RTL Historical Fix Replay Executive Summary v0.1
RTL Historical Fix Replay Executive Summary v0.1
Buyer-Safe Claim
Ark historical-fix replay evaluates whether ranked RTL review targets overlap
with regions that were later modified in public RTL repair commits. This is
repair-region overlap evidence, not bug detection, not formal signoff, and not
a claim that Ark would have found the original issue independently.
Result Snapshot
Dataset: HWE-bench public RTL repair smoke set, HDL-FixBench-shaped.
| Metric | Result |
|---|---|
| Public repair cases analyzed | 15 |
| Projects covered | Ibex, CVA6, OpenTitan |
| Cases with ranked Ark targets | 13 |
| Top-3 exact-signal overlap | 12 / 13 |
| Top-1 blind-structural overlap | 12 / 13 |
| Random baseline mean top-3 rate | 0.3219 |
| Median review-compression ratio | 349.3333x |
| Median case runtime | 0.2013s |
| Max case runtime | 3.7657s |
| Misses / no-target cases | 2 |
Interpretation
In this initial public historical repair smoke set, Ark usually produced ranked
review targets that overlapped identifiers in the eventual repair region. The
exact-signal top-3 result is compared against a deterministic random-signal
baseline over the same candidate designs.

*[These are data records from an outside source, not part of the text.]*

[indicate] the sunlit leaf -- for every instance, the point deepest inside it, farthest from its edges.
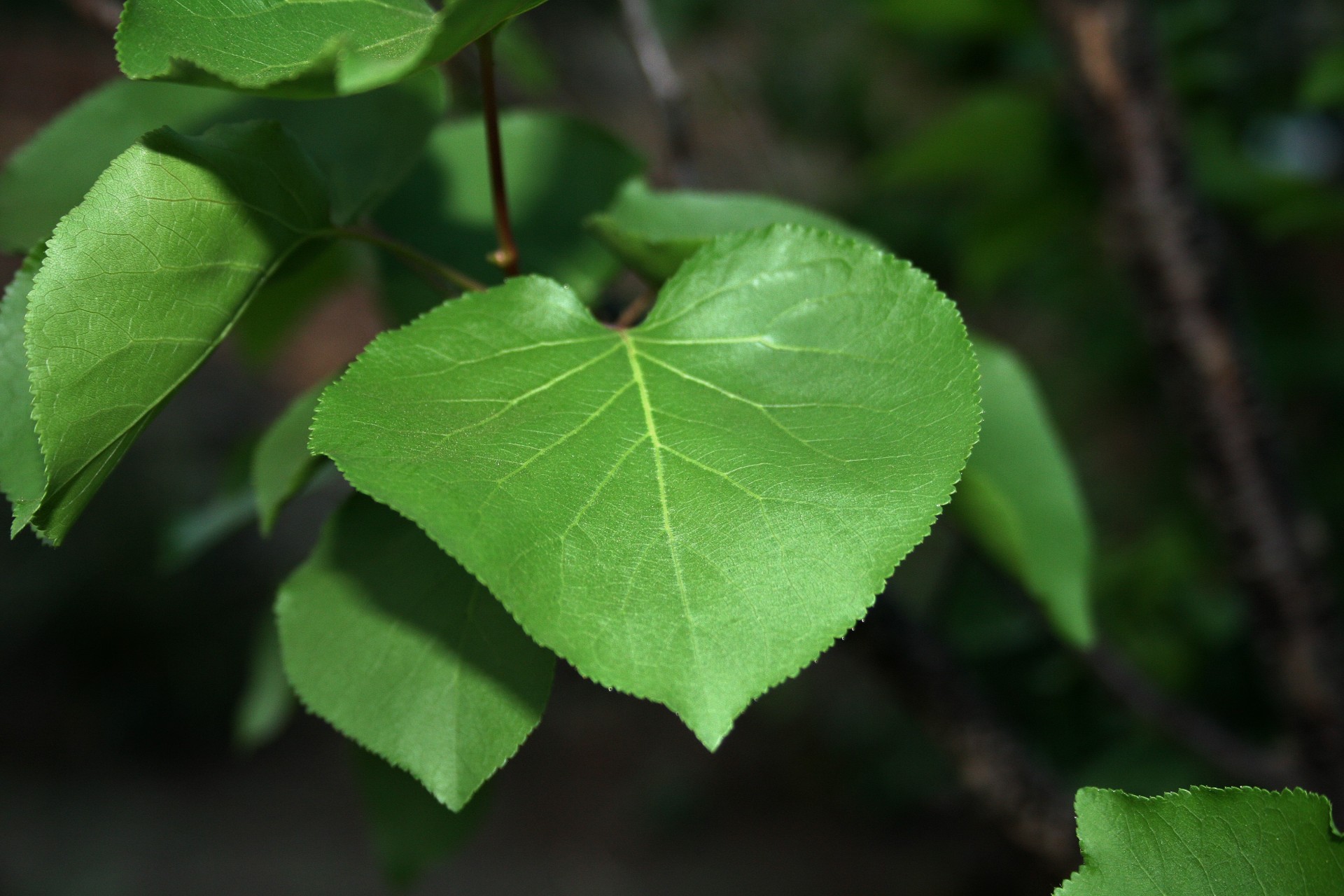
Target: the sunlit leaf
(558, 171)
(144, 279)
(22, 475)
(407, 654)
(363, 146)
(694, 510)
(1205, 841)
(1019, 496)
(281, 463)
(655, 232)
(298, 49)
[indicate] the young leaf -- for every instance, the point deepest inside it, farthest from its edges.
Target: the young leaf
(22, 475)
(1206, 841)
(267, 703)
(281, 463)
(144, 279)
(655, 232)
(407, 654)
(296, 49)
(363, 146)
(694, 510)
(412, 830)
(558, 171)
(1021, 500)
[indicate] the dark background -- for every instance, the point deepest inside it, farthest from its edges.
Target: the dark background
(944, 130)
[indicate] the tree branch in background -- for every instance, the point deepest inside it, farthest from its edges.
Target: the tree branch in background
(666, 85)
(1011, 789)
(1182, 284)
(507, 254)
(1199, 734)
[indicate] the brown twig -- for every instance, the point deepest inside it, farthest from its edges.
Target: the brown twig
(442, 277)
(995, 769)
(1182, 282)
(1186, 726)
(664, 83)
(507, 254)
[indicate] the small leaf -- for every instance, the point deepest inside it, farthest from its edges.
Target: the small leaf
(267, 703)
(144, 279)
(655, 232)
(363, 146)
(1021, 500)
(412, 830)
(407, 654)
(558, 169)
(694, 510)
(296, 49)
(22, 475)
(281, 463)
(1206, 841)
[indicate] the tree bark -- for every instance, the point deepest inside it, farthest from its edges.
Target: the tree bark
(1182, 284)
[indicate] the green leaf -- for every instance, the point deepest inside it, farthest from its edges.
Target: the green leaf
(144, 279)
(267, 703)
(1021, 500)
(296, 48)
(655, 232)
(412, 830)
(694, 510)
(558, 169)
(407, 654)
(363, 146)
(281, 463)
(22, 475)
(1206, 841)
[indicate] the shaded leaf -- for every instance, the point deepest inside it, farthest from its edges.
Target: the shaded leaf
(1206, 841)
(694, 510)
(558, 171)
(1019, 496)
(296, 49)
(363, 146)
(267, 703)
(144, 279)
(655, 232)
(22, 475)
(281, 463)
(412, 830)
(407, 654)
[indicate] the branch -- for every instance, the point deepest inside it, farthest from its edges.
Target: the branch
(995, 769)
(1182, 284)
(507, 254)
(664, 83)
(1189, 727)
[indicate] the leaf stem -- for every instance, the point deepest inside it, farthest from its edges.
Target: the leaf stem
(507, 254)
(429, 267)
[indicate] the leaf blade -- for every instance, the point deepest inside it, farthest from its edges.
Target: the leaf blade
(191, 229)
(1206, 841)
(403, 652)
(521, 434)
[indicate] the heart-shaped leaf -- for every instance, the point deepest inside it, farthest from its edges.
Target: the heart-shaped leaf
(694, 510)
(363, 146)
(141, 282)
(407, 654)
(298, 49)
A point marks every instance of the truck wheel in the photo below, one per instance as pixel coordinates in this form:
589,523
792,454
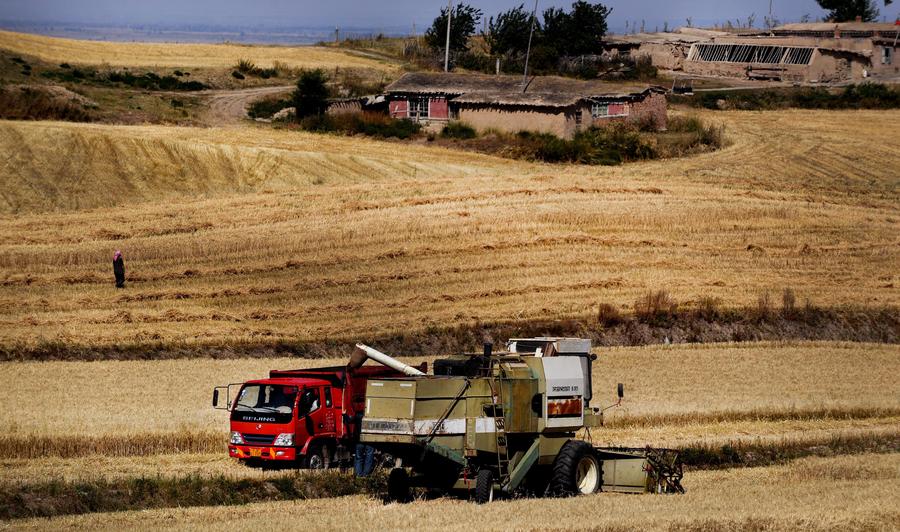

The blind-structural check removes repaired identifiers from target tokens and
asks whether the remaining ranked-target neighborhood still carries structural
context. This helps guard against the objection that the result is only name
echo from the diff.
Misses
Two cases produced no ranked targets. These are treated as useful diligence
signals, not hidden failures:
- clean-equivalent or low-signal RTL deltas can erase ranked target surfaces;
- local cone extraction can miss repair regions that require wider file/module
context.
Call-Safe Language
We have started retrospective validation on public RTL repair history. In a
15-case HWE-bench-shaped smoke set across Ibex, CVA6, and OpenTitan, Ark
produced ranked targets in 13 cases. Top-3 exact-signal overlap with repaired
identifiers was 12/13, compared with a random baseline mean top-3 rate of
0.322. Median review compression was about 349x. We treat this as repair-region
overlap evidence, not bug detection or signoff. In this local smoke run, median
case runtime was about 0.2 seconds.
Boundaries
- Not proof of bug detection.
- Not final verification closure.
- Not security signoff.
- Not a vulnerability claim about upstream projects.
- Not a replacement for simulation, LEC, SAT, BMC, formal tools, or human
review.
- Current result is a smoke set, not a full benchmark.